SCO / Batsleer: Seven Last Words
Greyfriars Kirk, Edinburgh
Over a few hours on the Saturday at the start of Easter week, it was possible to bask in the calibre of choral singing of which Scotland can boast.
In the afternoon, at St Michael’s Church by Linlithgow Palace, the NYCOS National Boys Choir revealed the fruits of their residential course at Gartmore. The hiatus of the pandemic has produced an odd imbalance where the older Changing Voices cohort currently outnumbers the trebles and altos of the NBC itself, but the varied programme still boasted a confident, if unseasonal, This Little Babe from Britten’s Ceremony of Carols alongside some Schubert and fine arrangements of sea shanties and spirituals.

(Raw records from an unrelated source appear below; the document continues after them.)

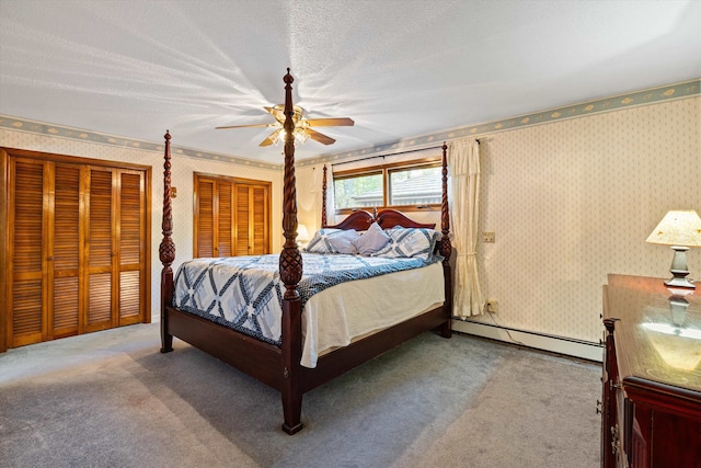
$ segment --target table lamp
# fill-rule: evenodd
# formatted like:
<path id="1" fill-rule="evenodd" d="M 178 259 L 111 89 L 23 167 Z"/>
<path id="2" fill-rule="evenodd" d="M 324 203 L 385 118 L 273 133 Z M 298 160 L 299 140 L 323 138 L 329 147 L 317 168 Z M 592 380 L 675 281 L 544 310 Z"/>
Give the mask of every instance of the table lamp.
<path id="1" fill-rule="evenodd" d="M 673 277 L 665 282 L 667 286 L 696 288 L 693 283 L 687 279 L 687 250 L 690 247 L 701 247 L 701 218 L 697 212 L 687 209 L 667 213 L 647 237 L 646 242 L 670 246 L 675 251 L 669 270 Z"/>

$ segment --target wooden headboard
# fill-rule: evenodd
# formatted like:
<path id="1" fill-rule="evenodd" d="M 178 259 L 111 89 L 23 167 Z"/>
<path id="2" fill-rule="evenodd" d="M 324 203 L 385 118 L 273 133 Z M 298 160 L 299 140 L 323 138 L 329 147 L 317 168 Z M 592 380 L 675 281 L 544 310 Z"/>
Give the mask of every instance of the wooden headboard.
<path id="1" fill-rule="evenodd" d="M 322 194 L 322 196 L 325 196 L 325 193 Z M 402 226 L 404 228 L 427 228 L 427 229 L 436 228 L 435 222 L 429 222 L 429 224 L 416 222 L 395 209 L 383 209 L 379 213 L 377 213 L 377 210 L 374 210 L 374 213 L 364 212 L 364 210 L 353 212 L 350 215 L 348 215 L 347 218 L 345 218 L 340 224 L 333 225 L 333 226 L 326 225 L 322 227 L 333 228 L 333 229 L 345 229 L 345 230 L 355 229 L 357 231 L 365 231 L 370 227 L 372 222 L 377 222 L 378 225 L 380 225 L 382 229 L 391 229 L 395 226 Z"/>

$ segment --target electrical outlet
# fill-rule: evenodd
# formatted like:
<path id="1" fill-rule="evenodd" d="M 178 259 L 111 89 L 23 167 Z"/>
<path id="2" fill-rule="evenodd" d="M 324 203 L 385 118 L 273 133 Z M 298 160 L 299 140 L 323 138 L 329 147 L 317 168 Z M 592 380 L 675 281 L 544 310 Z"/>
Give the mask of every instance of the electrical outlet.
<path id="1" fill-rule="evenodd" d="M 482 232 L 482 242 L 494 243 L 494 239 L 495 239 L 494 232 Z"/>
<path id="2" fill-rule="evenodd" d="M 499 303 L 496 299 L 487 299 L 486 301 L 486 311 L 490 313 L 496 313 L 499 309 Z"/>

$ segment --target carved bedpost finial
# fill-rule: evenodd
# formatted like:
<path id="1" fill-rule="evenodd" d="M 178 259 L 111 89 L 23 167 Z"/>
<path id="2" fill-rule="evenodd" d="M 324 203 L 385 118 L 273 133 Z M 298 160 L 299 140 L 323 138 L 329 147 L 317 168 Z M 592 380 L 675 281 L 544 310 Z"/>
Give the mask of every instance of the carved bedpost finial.
<path id="1" fill-rule="evenodd" d="M 444 264 L 448 264 L 452 254 L 452 244 L 450 243 L 450 212 L 448 207 L 448 145 L 443 142 L 443 198 L 440 203 L 440 232 L 443 238 L 438 251 L 444 258 Z"/>
<path id="2" fill-rule="evenodd" d="M 302 255 L 297 247 L 297 180 L 295 178 L 295 122 L 292 116 L 292 87 L 295 81 L 287 69 L 285 81 L 285 179 L 283 181 L 283 235 L 285 244 L 280 252 L 280 279 L 285 284 L 285 299 L 297 299 L 297 284 L 302 278 Z"/>
<path id="3" fill-rule="evenodd" d="M 164 270 L 170 270 L 175 260 L 175 242 L 173 242 L 173 208 L 171 206 L 171 133 L 165 130 L 165 151 L 163 153 L 163 218 L 161 228 L 163 240 L 159 247 L 159 258 Z"/>
<path id="4" fill-rule="evenodd" d="M 325 228 L 326 219 L 326 164 L 324 164 L 324 176 L 321 184 L 321 227 Z"/>

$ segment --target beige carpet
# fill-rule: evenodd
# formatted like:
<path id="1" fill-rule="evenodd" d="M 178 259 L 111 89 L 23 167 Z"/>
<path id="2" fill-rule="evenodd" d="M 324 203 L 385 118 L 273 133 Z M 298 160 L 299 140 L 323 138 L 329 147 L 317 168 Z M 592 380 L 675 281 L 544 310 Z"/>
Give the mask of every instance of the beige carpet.
<path id="1" fill-rule="evenodd" d="M 600 367 L 425 333 L 304 396 L 133 326 L 0 354 L 0 467 L 599 466 Z"/>

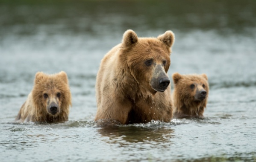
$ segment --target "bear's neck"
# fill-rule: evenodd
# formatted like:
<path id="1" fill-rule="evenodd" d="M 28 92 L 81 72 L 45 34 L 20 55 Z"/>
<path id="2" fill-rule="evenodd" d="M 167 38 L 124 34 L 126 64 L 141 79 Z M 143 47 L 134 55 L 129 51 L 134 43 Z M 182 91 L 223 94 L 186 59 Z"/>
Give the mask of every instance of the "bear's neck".
<path id="1" fill-rule="evenodd" d="M 203 117 L 205 106 L 204 102 L 193 102 L 186 104 L 182 104 L 177 105 L 174 116 L 177 118 L 189 117 Z"/>

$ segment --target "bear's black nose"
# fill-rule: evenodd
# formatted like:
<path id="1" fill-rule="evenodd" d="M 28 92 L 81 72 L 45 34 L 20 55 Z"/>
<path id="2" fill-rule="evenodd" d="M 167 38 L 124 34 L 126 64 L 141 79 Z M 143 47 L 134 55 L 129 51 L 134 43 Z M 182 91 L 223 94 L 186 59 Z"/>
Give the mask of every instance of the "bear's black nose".
<path id="1" fill-rule="evenodd" d="M 204 90 L 201 90 L 200 92 L 200 95 L 201 95 L 201 96 L 205 97 L 205 96 L 206 95 L 206 91 Z"/>
<path id="2" fill-rule="evenodd" d="M 168 78 L 162 78 L 159 81 L 159 85 L 162 88 L 165 88 L 170 84 L 170 80 Z"/>
<path id="3" fill-rule="evenodd" d="M 53 114 L 55 114 L 57 113 L 57 109 L 58 108 L 55 106 L 53 106 L 50 107 L 50 110 Z"/>

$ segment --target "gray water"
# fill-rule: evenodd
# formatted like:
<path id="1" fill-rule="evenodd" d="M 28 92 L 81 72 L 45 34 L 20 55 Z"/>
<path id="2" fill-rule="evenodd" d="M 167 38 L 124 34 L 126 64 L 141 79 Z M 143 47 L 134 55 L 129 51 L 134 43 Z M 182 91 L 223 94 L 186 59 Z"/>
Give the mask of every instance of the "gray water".
<path id="1" fill-rule="evenodd" d="M 174 32 L 168 75 L 207 75 L 204 119 L 94 122 L 100 60 L 129 29 L 139 37 Z M 2 1 L 0 161 L 255 162 L 256 44 L 255 1 Z M 69 121 L 14 123 L 35 73 L 61 70 L 72 94 Z"/>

In time, some of these older lads may find themselves on the Young Singers programme that refreshes the superbly-balanced Scottish Chamber Orchestra chorus where two of those currently keep the tenor section at a strength most amateur choirs can only dream of.
It does seem unfair on both sides to pitch the SCO Chorus into such a competition, however, as their concert that evening demonstrated. Director Gregory Batsleer’s ensemble are simply in a different league, as their opening motets by Renaissance composer William Byrd immediately proved. This is repertoire we usually hear in concert from small professional chamber choirs, and to hear the overlapping text in the closing “Jerusalem desolata est” sung by nearly 50 voices in the glorious acoustic of Greyfriars was a joy.
A cannily-chosen Scottish premiere of Daniel Kidane’s Be Still – inspired by the experience of the Covid pandemic – provided a string interlude to set the stage for the combination of SCO strings and singers in James MacMillan’s Seven Last Words from the Cross.
If the work is quintessential MacMillan, it now seems astonishing that he composed it so early in his career, and disappointing that such a masterwork is not heard more often.
Sharing some material with his equally bold clarinet work, Tuireadh, that is partly because it requires great skill in the voices, and indeed in the technical precision of the string playing. One of the things that distinguished this immaculate performance was the interplay between the two. That is to the fore in the dialogue between stratospheric sopranos and the low strings in the third part, Verily, I say unto thee, today thou shalt be with me in Paradise, with its parallel solo from the orchestra leader, but it is a continuous process in the work.
The writing for the choir inevitably remains foremost in the memory – beautifully resonant bottom notes as well as those high frequencies, immaculate ensemble singing from the altos and those remarkable tenors. But the instrumental playing is only a hairs-breadth behind, and after the representation of the nails being driven into the cross, it is the violins who have the moving last bars of Christ’s dying breath.